Su vida amorosa fue casi tan intensa como su afán por la arqueología y combinaba ambas pasiones con las fiestas de la alta sociedad. Su gran amor fue la columnista rosa Liz Smith, quien escribió que se enamoró de ella en una fiesta de 1977, por ser «una científica revestida de Givenchy con nombre de estrella de cine», además de por su intelecto, su gusto por una buena fiesta, su energía y su falta de interés en la cultura pop. Con ella se instaló en una relación romántica que consumaron en un apartamento de la zona más codiciada de Nueva York: el Upper East Side.
Toda la ciudad conocía y adoraba a Iris, pero la caprichosa académica aristócrata posó su mirada casi al otro lado del planeta e hizo las maletas. La culpable era la baronesa italiana Bice Brichetto que se dedicaba al mundo del arte y al diseño de moda. Por ella dejó a Smith durante largas temporadas y a lo largo de 15 años, hasta que Liz no pudo más, encomendándole a sus perros, que merecen mención aparte.
Sus 45 canes dachshund –también conocidos como perros salchicha– fueron su tercera gran pasión. Con ellos jugó a dedicarse a ser criadora, participando y ganando competiciones alrededor del mundo.

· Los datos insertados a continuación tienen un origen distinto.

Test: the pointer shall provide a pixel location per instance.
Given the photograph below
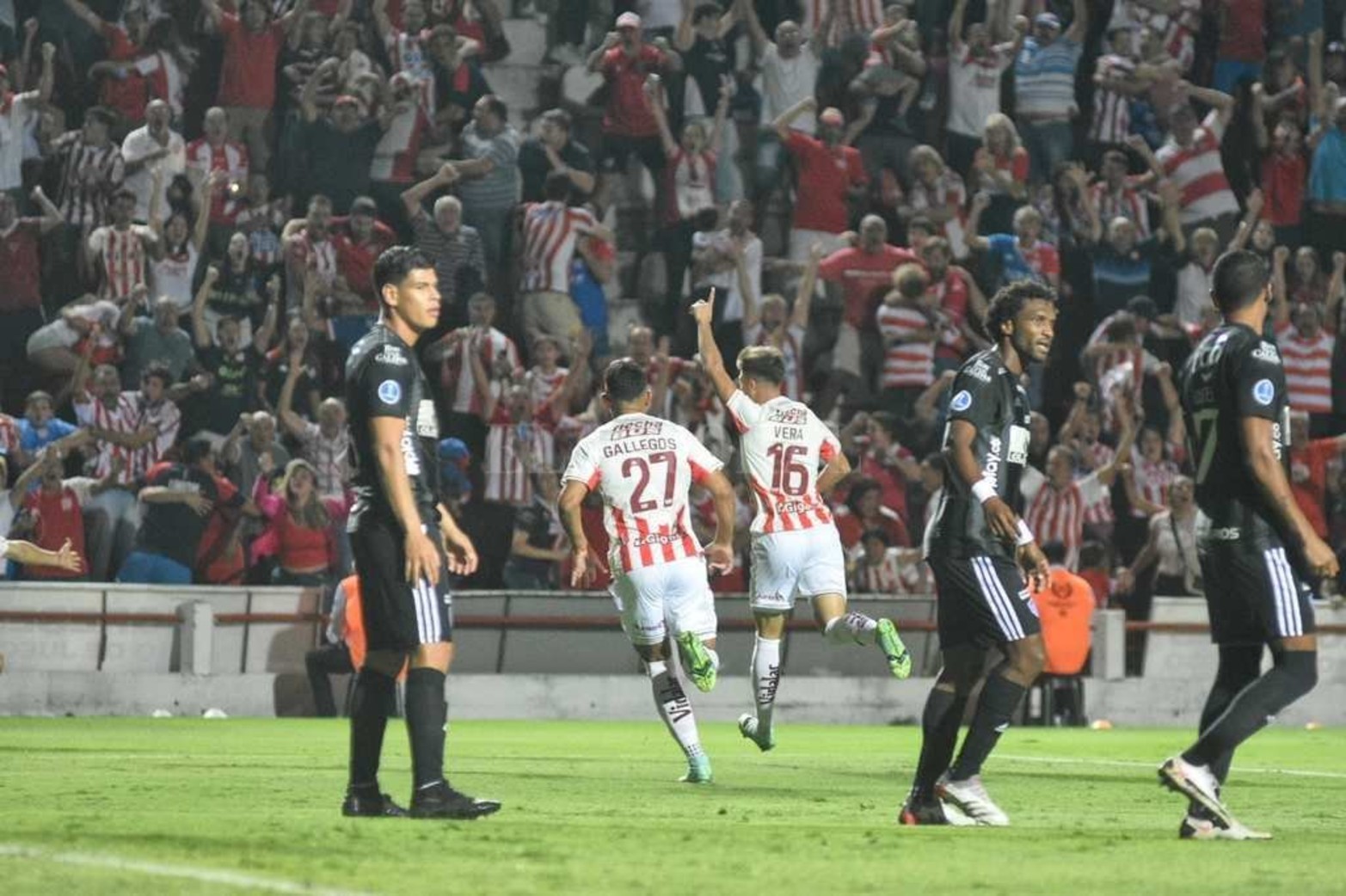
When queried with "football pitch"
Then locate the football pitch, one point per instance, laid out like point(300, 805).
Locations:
point(226, 806)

El encuentro animal más famoso de Manhattan era el que organizaba ella, naturalmente. Bajo el nombre Westminster Dog Party at Tavern on the Green, reunía a más de 500 personalidades de la alta sociedad y constituía la extravagancia canina en su máximo esplendor: moldes de paté con la forma de sus mascotas, esculturas de hielo con forma de bocas de incendio e invitados disfrazados. No sorprende que su atuendo favorito fuera el de Cleopatra.
Pero lo cierto es que nunca se olvidó de su primer amor, la arqueología, y fue reconocida allá donde fue por sus hazañas en la materia. Además de sus generosas contribuciones para preservar valiosos objetos. «Elevó la arqueología a un nuevo estrato de la sociedad», asegura sobre Love al diario New York Times Carlos Picon, un experto en antigüedades del Met. A propósito del tema, a sus dachshund les llamaba como los descubrimientos y seres mitológicos que tanto le fascinaban, uniendo de forma poética sus dos grandes aficiones, de las que hizo una forma de vida digna de admiración. En 2020, los 86 años, la covid se la llevó por delante y el exclusivo centro médico de Manhattan en el que ingresó no pudo hacer nada por salvar su vida.